Le défi le plus important pour la fonction RH aujourd’hui se situe dans son rôle d’équilibriste entre ses missions régaliennes traditionnelles (respect du droit et de la conformité, gestion équitable et saine des effectifs, gestion de la paie etc.) et des missions de développement RH qui prennent une place de plus en plus forte à mesure que la tension au recrutement et à la rétention s’accroît.

Ancrée dans sa vocation régalienne, la fonction RH a pendant (trop) longtemps été la fonction qui dit « non », puisqu’averse au risque par nature. Elle doit aujourd’hui au contraire devenir une fonction qui crée de la valeur humaine – qui se transformera en valeur business -, en prenant des risques, et donc en disant « pourquoi pas ».

Cela va de pair avec un autre enjeu majeur de la fonction qui est celui de la personnalisation de l’expérience employé. L’ANDRH a mené une étude auprès des DRH, et ces derniers sont près de 60% à déclarer que la personnalisation sera l’enjeu RH numéro 1 d’ici à 2030. Cela montre un changement de logiciel : nous passons d’une logique égalitaire, qui a consisté pendant des décennies à offrir la même à chacun pour tenter d’obtenir la paix sociale, à la logique de l’équité, qui consiste à offrir la juste solution à chacun en fonction de sa situation. Et c’est bien légitime : nous n’avons pas les mêmes besoins en fonction que l’on soit un jeune diplômé, un pré-retaité ou un jeune parent ! Cette logique de personnalisation est désormais centrale pour répondre aux attentes de candidats et de salariés qui ont un rapport au travail beaucoup plus transactionnel, et qui estiment que le travail doit s’insérer harmonieusement dans leur vie, et non l’inverse.

Enfin, on ne peut pas parler des enjeux RH sans aborder la question des évolutions technologiques, au premier rang desquelles on trouve évidemment l’IA. L’intelligence Artificielle va en effet révolutionner la manière dont on opère la plupart des processus RH, d’abord en aidant à l’automatisation d’un certain nombre de tâches rébarbatives ou liées à la conformité (comme la vérification ou l’édition de documents légaux, la réponse aux questions fréquentes des employés, certains calculs de rémunération ou liés aux congés etc.), mais surtout en agissant en « sparring partner » sur les processus RH liés au développement des collaborateurs : recommandations de parcours de formation ou de carrière, aide au recrutement, analyse de verbatims ou de tendances liées aux enquêtes d’engagement etc. Il est cependant important de noter que pour donner son plein potentiel, l’IA a besoin de données source de qualité, ce qui est aujourd’hui un défi pour la grande majorité des organisations.

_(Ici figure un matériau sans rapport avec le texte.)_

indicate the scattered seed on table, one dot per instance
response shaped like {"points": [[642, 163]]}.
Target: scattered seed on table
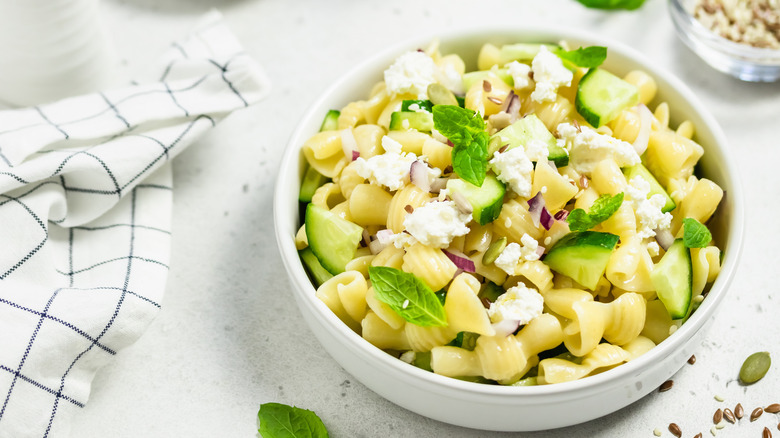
{"points": [[739, 411], [675, 430], [773, 408], [729, 416], [718, 416], [755, 414]]}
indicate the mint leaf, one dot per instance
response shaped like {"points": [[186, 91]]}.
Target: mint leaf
{"points": [[613, 4], [695, 235], [408, 296], [604, 207], [587, 57], [466, 130], [282, 421]]}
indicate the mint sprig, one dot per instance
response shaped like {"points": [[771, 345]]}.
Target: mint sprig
{"points": [[613, 4], [604, 207], [695, 235], [466, 130], [281, 421], [586, 57], [408, 296]]}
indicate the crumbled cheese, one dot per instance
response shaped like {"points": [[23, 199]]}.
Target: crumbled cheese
{"points": [[648, 211], [515, 169], [587, 148], [435, 224], [514, 253], [390, 169], [411, 73], [520, 74], [519, 303], [549, 75]]}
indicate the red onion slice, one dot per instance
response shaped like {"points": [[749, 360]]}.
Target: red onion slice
{"points": [[645, 123], [664, 237], [418, 174], [506, 327], [460, 260]]}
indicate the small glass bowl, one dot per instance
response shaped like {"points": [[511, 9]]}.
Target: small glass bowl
{"points": [[742, 61]]}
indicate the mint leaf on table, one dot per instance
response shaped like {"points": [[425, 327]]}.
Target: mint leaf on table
{"points": [[695, 235], [604, 207], [587, 57], [282, 421], [466, 130], [613, 4], [408, 296]]}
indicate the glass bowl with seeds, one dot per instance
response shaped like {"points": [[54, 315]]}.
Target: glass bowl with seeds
{"points": [[737, 37]]}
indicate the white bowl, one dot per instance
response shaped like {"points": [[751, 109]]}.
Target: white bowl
{"points": [[499, 407]]}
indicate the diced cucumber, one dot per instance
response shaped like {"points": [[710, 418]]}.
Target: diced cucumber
{"points": [[522, 132], [331, 121], [332, 239], [601, 96], [427, 105], [312, 180], [317, 273], [655, 186], [672, 278], [522, 52], [470, 78], [404, 120], [486, 201], [582, 255]]}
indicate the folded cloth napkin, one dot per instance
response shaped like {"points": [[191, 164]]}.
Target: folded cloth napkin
{"points": [[85, 206]]}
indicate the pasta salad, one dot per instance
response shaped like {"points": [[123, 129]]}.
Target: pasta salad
{"points": [[530, 222]]}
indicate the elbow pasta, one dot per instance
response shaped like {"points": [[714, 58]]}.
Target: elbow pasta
{"points": [[576, 331]]}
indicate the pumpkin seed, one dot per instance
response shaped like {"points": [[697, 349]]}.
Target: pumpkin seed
{"points": [[755, 367], [494, 250], [440, 95]]}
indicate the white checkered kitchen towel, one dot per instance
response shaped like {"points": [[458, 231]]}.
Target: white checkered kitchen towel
{"points": [[85, 206]]}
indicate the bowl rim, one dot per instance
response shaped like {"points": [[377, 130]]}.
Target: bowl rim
{"points": [[304, 290]]}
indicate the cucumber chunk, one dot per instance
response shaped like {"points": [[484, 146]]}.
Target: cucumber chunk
{"points": [[601, 96], [486, 201], [582, 255], [522, 52], [522, 132], [331, 121], [312, 180], [672, 278], [404, 120], [332, 239], [655, 186], [317, 273]]}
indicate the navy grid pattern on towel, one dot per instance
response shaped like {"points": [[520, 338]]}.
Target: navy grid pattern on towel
{"points": [[85, 206]]}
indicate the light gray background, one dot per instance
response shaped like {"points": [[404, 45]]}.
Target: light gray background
{"points": [[230, 337]]}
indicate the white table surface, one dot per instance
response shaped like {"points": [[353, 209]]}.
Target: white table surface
{"points": [[229, 336]]}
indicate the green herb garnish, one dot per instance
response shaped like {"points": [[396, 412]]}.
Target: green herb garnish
{"points": [[587, 57], [604, 207], [466, 130], [408, 296], [695, 235], [282, 421], [613, 4]]}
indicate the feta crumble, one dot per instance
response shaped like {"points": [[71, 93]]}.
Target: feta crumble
{"points": [[435, 224], [411, 73], [549, 75], [514, 253], [587, 148], [648, 211], [513, 167], [520, 74], [519, 303], [390, 169]]}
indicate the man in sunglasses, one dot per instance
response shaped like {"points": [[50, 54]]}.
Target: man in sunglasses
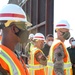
{"points": [[13, 23], [71, 50]]}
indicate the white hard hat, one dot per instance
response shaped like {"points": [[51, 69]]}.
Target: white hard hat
{"points": [[39, 36], [31, 36], [13, 12], [62, 24]]}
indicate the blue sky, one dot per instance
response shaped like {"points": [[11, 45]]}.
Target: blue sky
{"points": [[65, 9]]}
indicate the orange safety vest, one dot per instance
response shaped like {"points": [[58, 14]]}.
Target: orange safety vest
{"points": [[10, 62], [66, 59], [35, 68], [0, 38]]}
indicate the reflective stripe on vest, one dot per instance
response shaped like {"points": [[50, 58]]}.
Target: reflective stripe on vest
{"points": [[13, 68], [50, 64]]}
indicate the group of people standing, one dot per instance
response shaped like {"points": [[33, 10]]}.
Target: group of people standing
{"points": [[53, 50], [55, 61]]}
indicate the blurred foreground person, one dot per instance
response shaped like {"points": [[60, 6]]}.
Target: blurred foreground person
{"points": [[37, 61], [13, 23], [59, 62], [71, 50], [48, 43], [29, 47]]}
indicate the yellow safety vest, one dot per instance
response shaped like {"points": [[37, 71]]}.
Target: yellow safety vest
{"points": [[67, 62], [12, 66]]}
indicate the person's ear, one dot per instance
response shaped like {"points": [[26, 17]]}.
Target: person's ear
{"points": [[14, 29]]}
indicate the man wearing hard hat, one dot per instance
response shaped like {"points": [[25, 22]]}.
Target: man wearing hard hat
{"points": [[59, 62], [37, 61], [13, 23]]}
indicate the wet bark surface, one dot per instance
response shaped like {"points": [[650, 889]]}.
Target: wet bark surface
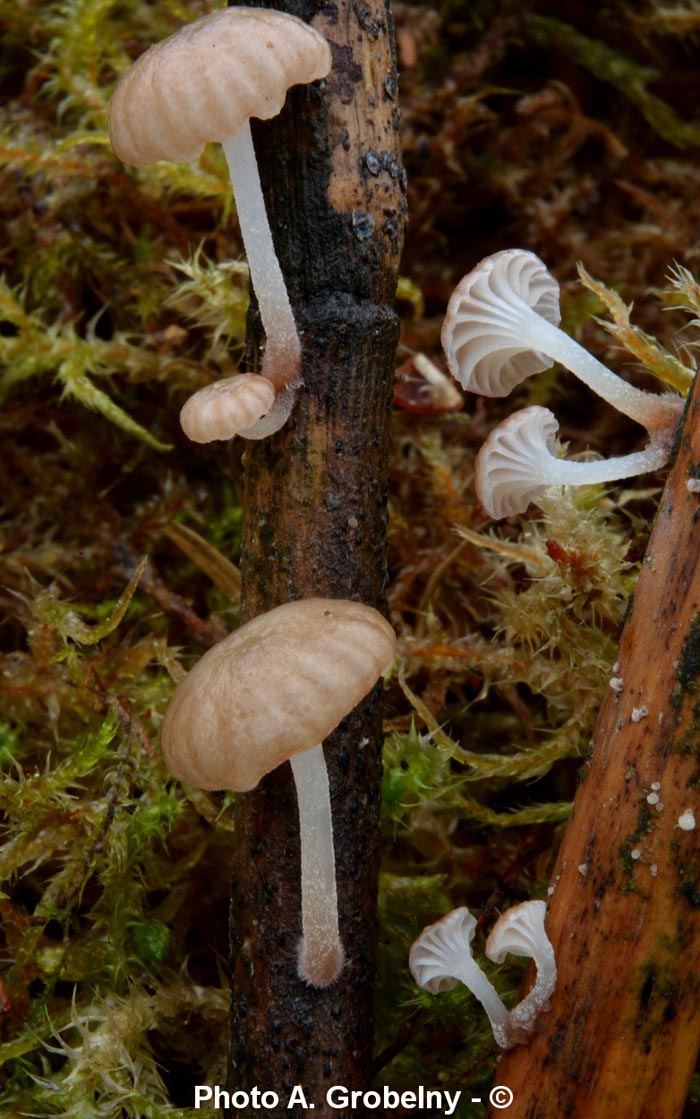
{"points": [[315, 500], [623, 1032]]}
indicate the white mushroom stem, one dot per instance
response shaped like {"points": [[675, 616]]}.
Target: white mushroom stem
{"points": [[469, 972], [282, 358], [658, 413], [518, 462], [321, 955], [442, 955], [521, 932]]}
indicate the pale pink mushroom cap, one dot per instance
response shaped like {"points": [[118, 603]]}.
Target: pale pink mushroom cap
{"points": [[520, 931], [226, 407], [202, 83], [274, 687], [510, 470], [484, 332]]}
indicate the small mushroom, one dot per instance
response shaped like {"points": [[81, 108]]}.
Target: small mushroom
{"points": [[204, 84], [502, 326], [268, 693], [226, 406], [442, 955], [518, 462], [520, 931]]}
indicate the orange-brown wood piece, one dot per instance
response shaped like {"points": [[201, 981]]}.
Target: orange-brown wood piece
{"points": [[623, 1032]]}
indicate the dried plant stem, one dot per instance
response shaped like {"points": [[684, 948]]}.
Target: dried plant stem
{"points": [[624, 1027], [315, 506]]}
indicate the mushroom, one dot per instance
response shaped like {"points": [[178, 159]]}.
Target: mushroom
{"points": [[226, 406], [205, 83], [520, 931], [518, 462], [502, 326], [442, 955], [268, 693]]}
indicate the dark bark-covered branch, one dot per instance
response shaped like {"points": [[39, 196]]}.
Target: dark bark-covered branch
{"points": [[315, 500]]}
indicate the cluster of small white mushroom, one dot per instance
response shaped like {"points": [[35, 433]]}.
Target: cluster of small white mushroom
{"points": [[442, 955], [502, 326], [204, 84]]}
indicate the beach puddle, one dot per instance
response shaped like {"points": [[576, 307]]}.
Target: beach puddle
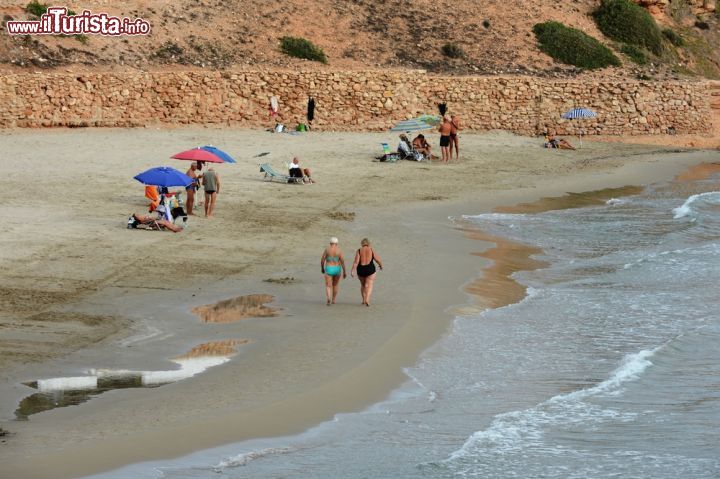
{"points": [[570, 200], [71, 391], [700, 172], [496, 288], [235, 309]]}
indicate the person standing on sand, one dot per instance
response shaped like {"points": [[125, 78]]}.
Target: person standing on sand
{"points": [[211, 182], [454, 140], [445, 128], [332, 264], [364, 264], [192, 187]]}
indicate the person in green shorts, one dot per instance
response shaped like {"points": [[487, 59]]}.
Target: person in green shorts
{"points": [[332, 264], [211, 183]]}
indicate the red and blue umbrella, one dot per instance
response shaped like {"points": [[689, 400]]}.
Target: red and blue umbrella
{"points": [[164, 176], [198, 154], [219, 153], [206, 153]]}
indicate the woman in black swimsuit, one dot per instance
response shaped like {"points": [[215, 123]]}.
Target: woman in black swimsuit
{"points": [[364, 264]]}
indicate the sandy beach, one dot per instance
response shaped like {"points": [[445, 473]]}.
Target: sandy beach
{"points": [[80, 291]]}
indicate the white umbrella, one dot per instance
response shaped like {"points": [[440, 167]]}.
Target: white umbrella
{"points": [[579, 113]]}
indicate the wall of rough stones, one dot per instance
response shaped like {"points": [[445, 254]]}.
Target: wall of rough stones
{"points": [[367, 100]]}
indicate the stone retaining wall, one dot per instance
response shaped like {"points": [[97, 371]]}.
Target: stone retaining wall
{"points": [[369, 100]]}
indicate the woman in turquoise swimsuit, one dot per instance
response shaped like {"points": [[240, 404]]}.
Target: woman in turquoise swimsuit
{"points": [[332, 264]]}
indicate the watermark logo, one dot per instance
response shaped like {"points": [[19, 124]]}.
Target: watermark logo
{"points": [[56, 21]]}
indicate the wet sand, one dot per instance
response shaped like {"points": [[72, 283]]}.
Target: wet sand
{"points": [[70, 257]]}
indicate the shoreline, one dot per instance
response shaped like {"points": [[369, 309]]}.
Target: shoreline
{"points": [[349, 384]]}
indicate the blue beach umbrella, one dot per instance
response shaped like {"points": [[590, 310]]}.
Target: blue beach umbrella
{"points": [[163, 176], [411, 125], [219, 153], [432, 120]]}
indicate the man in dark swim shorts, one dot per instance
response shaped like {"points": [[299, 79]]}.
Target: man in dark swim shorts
{"points": [[445, 129]]}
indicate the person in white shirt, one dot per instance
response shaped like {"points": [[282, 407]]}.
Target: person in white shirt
{"points": [[296, 171]]}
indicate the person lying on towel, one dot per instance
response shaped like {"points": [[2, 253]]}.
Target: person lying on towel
{"points": [[158, 222]]}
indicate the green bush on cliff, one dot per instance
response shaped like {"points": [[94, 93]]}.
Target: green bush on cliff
{"points": [[628, 22], [673, 37], [302, 48], [636, 54], [453, 50], [573, 47]]}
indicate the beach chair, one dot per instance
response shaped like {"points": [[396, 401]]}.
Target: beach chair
{"points": [[388, 155], [271, 174], [407, 152]]}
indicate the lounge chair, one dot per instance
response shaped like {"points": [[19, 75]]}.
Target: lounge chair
{"points": [[407, 152], [388, 155], [271, 174]]}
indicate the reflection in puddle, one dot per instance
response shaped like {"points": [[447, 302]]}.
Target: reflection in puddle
{"points": [[229, 310], [60, 392]]}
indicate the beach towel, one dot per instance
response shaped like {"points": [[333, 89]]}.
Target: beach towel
{"points": [[152, 194]]}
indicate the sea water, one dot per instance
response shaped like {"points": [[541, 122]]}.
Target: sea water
{"points": [[609, 367]]}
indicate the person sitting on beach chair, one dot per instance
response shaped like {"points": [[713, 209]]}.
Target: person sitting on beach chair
{"points": [[421, 145], [158, 222], [152, 194], [406, 151], [296, 171], [560, 143]]}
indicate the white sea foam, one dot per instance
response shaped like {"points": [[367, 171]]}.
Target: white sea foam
{"points": [[686, 208], [510, 431], [64, 384], [245, 458], [494, 216]]}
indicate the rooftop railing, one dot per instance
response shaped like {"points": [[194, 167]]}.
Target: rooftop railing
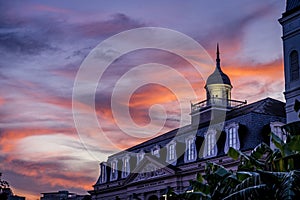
{"points": [[218, 102]]}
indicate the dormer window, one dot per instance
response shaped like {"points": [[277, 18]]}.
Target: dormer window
{"points": [[114, 170], [190, 151], [210, 144], [277, 130], [102, 173], [232, 137], [140, 156], [126, 166], [155, 151], [171, 153]]}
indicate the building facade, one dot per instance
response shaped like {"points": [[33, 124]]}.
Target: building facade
{"points": [[290, 22], [173, 159], [62, 195]]}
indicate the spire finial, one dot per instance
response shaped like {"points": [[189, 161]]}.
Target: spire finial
{"points": [[218, 58]]}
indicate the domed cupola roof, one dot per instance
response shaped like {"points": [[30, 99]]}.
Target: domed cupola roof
{"points": [[218, 76]]}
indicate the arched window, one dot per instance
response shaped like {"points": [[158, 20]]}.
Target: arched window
{"points": [[277, 130], [114, 170], [190, 152], [126, 166], [294, 65], [171, 153], [232, 137], [210, 144], [140, 156], [155, 151], [103, 172]]}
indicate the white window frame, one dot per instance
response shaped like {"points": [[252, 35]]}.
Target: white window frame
{"points": [[171, 153], [114, 170], [232, 137], [126, 166], [190, 149], [276, 129], [210, 149], [103, 176], [156, 151], [140, 156]]}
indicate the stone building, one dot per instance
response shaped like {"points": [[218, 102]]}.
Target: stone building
{"points": [[290, 22], [145, 171]]}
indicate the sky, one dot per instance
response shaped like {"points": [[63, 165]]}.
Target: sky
{"points": [[46, 145]]}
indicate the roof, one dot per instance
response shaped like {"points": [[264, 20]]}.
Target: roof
{"points": [[218, 76], [266, 106], [292, 4]]}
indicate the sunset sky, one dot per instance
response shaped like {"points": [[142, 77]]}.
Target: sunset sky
{"points": [[43, 44]]}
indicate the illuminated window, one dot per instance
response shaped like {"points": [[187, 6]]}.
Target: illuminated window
{"points": [[155, 151], [232, 137], [140, 156], [190, 149], [294, 65], [210, 144], [171, 151], [103, 173], [126, 166], [277, 130], [114, 170]]}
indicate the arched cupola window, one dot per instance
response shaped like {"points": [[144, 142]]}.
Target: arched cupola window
{"points": [[294, 65]]}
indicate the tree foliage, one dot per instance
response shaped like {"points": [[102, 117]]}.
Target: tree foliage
{"points": [[262, 174]]}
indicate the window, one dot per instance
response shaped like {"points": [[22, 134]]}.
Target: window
{"points": [[210, 144], [126, 167], [232, 137], [114, 170], [171, 152], [155, 151], [140, 156], [103, 173], [190, 150], [294, 65], [276, 129]]}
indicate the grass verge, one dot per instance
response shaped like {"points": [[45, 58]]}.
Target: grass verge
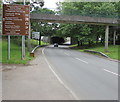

En quoi votre collaboration avec Capstan Avocats s’inscrit-elle dans ces transformations et apporte-t-elle des solutions concrètes ?

En tant que leader du droit social en France, CAPSTAN Avocats connaît déjà très bien les enjeux et les actualités de ses clients. Selon moi, le droit est la traduction des dynamiques et des aspirations sociales et sociétales qui encadrent une société dans une période donnée. L’expertise que j’apporte en matière de prospective et d’innovation RH, couplée à la maestria juridique de CAPSTAN Avocats et leur vision opérationnelle, pourra permettre de construire des solutions encore plus pragmatiques, solides et innovantes pour répondre aux enjeux RH d’aujourd’hui et de demain des entreprises. Et ces solutions seront indispensables à ces dernières pour survivre et prospérer dans un contexte de guerre des talents qui va continuer de s’accentuer, et d’accélérations des mutations sociales, sociétales et technologiques, qui vont appeler à créer (et à encadrer) des pratiques nouvelles.

Je suis très heureux de pouvoir collaborer avec CAPSTAN Avocats car nos visions conjointes vont permettre de dépasser les seuls cadres prospectifs et théoriques habituels pour aboutir à des solutions vraiment concrètes et utiles aux organisations, mais également en phase avec les attentes du moment. C’est tout de même un programme plus qu’enthousiasmant !

Pour relever les défis liés aux transformations organisationnelles et managériales, CAPSTAN Avocats enrichit son approche avec la vision de Kévin BOUCHAREB, ancien directeur mondial « Futur du travail » et stratégie RH.

Cette collaboration vise à combiner notre maîtrise du droit social avec des perspectives novatrices pour répondre aux nouveaux enjeux sociaux, technologiques et générationnels.